様々な組織や臓器に成長するもととなる幹細胞を利用した再生医療では胚性幹細胞(ES細胞)の研究が世界中で進められている段階ですが、臨床(患者に接して診察・治療を行うこと)応用に向けては課題が残っています。一方、歯髄幹細胞は医療廃棄物である乳歯や抜いた親知らずから取り出せるため人体への負担がほとんどなく、倫理面での問題もハードルが低いのです。

上田教授いわく、「再生能力はiPS細胞と同じかそれ以上だと言い、しかもガン化しないなど安全であり、実用化の可能性は高い」と言っています。そして「初期の脊髄損傷などの治療に役立てたい」と期待しています。

ちなみに、歯髄とは象牙質に養分を供給している毛細血管(動、静脈)の集合体で構成される組織のことです。そこには神経組織も入っているため、一般的には「神経」と呼ばれることが多いですね。虫歯になったときに「神経を抜きますね」と言われる所です。歯に穴が開き歯髄まで到達すると水やお湯、甘いもの酸っぱいものが歯にしみ、神経を抜いた経験をもっている人は多いと思います。むし歯が痛いとはまさにこの歯髄が痛いという状況なのです。そのため歯髄をとってしまえば、もう象牙質には養分は供給されません。つまり象牙質も死んだ組織になるわけです。歯髄を失うことにより歯がもろくなって欠けやすくなります。
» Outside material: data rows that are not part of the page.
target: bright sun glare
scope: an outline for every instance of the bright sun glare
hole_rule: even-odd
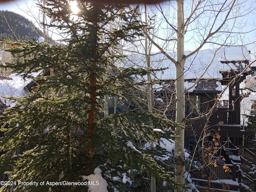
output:
[[[69,2],[69,6],[72,12],[74,14],[77,14],[79,11],[79,9],[77,7],[77,2],[76,1],[70,1]]]

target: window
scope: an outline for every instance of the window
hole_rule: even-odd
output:
[[[189,113],[198,114],[200,112],[201,102],[200,95],[189,95]]]
[[[196,146],[196,141],[194,139],[188,139],[188,150],[194,151]]]

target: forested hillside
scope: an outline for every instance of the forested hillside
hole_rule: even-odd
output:
[[[24,39],[26,36],[38,39],[43,32],[23,16],[9,11],[0,10],[0,41]]]

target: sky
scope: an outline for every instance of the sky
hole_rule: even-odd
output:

これを脊髄を損傷したラットに歯髄幹細胞を移植したのです。そしたらそのラットが歩けるようになったと言うわけです。つまり歩行機能が回復したということで、同じことがサルにできれば次は人間にもこの方法が有効かどうか臨床実験で確認し、最終的には交通事故などで脊髄を損傷し、寝たっきりになった人たちが歩けるようになる可能性が出てきたのです。そうすれば多くの人に光明を与える成果であるし、ついにここまで医療が進んできたかという画期的な成果だと思います。